I’m a little late in talking about this, word is recently that the Ministry of Culture has admonished the General Administration of Press and Publications for blocking the latest expansion of World of Warcraft in China.
A little background: Fully half of WoW’s userbase is in China, about 5 million players, and has penetrated the culture enough that there is even a WoW-themed restaurant in Beijing. Earlier this year Blizzard switched it’s local operations from The9 to NetEase, causing a long server outage. Later GAPP suspended operations in China, citing "gross violations". WoW has had trouble in China before, having been required to flesh out skeletons*, change the color of blood, and even hide skulls in icons and models behind bags or boxes, and the second expansion, "Wrath of the Lich King", was initially rejected because of "a city raid** and skeleton characters". You can argue about how damaging a cartoon skeleton may or may not be on young gamer’s minds (and most of WoW really is a cartoon, nothing in the game is terribly realistic in it’s art style), but there’s always suspicions about ulterior motives, especially considering that limits have been put on overall foreign investment in gaming.

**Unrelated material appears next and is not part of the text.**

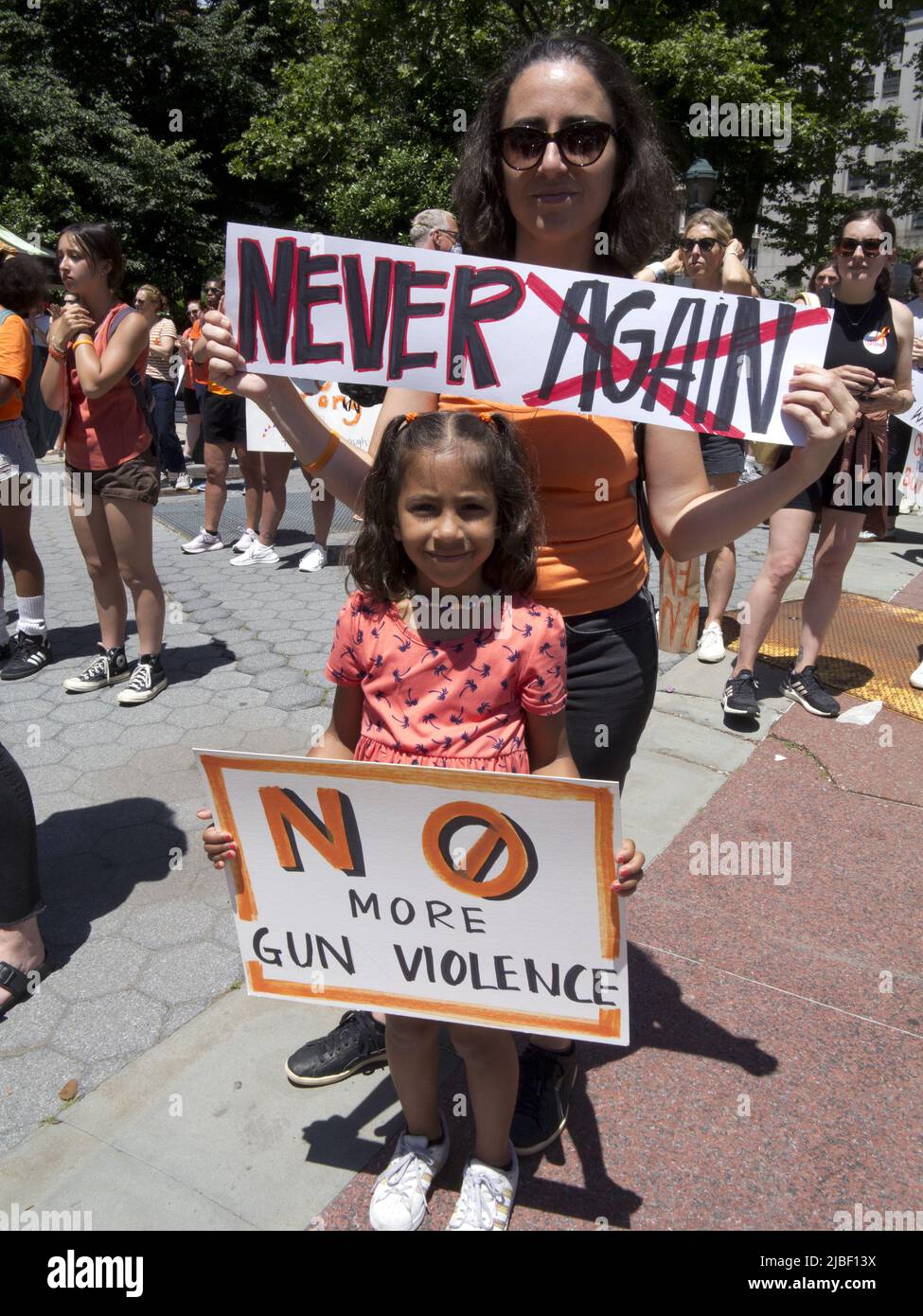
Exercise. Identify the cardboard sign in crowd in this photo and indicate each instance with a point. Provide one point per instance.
(319, 307)
(478, 898)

Now the Ministry of Culture has publicly accused GAPP of "overstepping it’s authority". Public feuds between government departments in China isn’t a common practice, but it’s not the first time the Internet has inspired this sort of infighting: The recent Green Dam project, which would have required all computers sold in China to come with some particularly awful and virus-prone filtering software, was openly criticised in Communist Party news outlets and was eventually abandoned mostly due to popular pressure and revelations about the actual flaws in the software.

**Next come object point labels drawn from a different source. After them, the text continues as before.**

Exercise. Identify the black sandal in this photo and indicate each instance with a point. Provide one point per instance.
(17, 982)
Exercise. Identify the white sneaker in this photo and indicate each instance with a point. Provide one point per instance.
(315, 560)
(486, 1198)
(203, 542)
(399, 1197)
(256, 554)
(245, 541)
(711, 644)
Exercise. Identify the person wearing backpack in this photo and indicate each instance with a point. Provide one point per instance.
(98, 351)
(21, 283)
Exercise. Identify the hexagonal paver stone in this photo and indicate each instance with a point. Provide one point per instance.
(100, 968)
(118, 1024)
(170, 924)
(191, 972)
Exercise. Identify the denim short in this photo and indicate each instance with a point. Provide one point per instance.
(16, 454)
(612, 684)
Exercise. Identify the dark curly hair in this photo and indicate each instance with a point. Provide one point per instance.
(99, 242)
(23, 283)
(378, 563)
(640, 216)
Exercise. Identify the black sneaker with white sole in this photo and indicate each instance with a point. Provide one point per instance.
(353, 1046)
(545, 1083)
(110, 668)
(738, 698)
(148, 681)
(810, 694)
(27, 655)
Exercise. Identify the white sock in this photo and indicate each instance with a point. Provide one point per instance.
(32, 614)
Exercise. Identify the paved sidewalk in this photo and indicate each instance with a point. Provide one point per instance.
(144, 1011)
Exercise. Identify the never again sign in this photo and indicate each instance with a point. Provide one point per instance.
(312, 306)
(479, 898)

In any case, the ban on WoW, like many internet regulations in China, isn’t too hard to skirt. It’s always been possible to connect to foreign game servers in China (I’ve done so to check mail on characters, etc. on US servers), so at times when WoW has been unavailable, many Chinese gamers moved to Taiwanese servers to play.
*A small note: I have asked several Chinese friends why skeletons are particularly targeted for censorship in China. So far I haven’t gotten any real answers. I had been wondering if there was some specific cultural reason for this, or whether it was one of those cases where the moral authorities have an odd focus on one particular thing (such as when the FCC back home allows large amounts of blood and gore to appear on television, both real [in news reports] and fake [watch some of the earlier Heroes episodes], but under no circumstances may you show female breasts or utter taboo words without editing them out.) Also, one friend noted that skeletons do appear in Chinese media — not sure where that is.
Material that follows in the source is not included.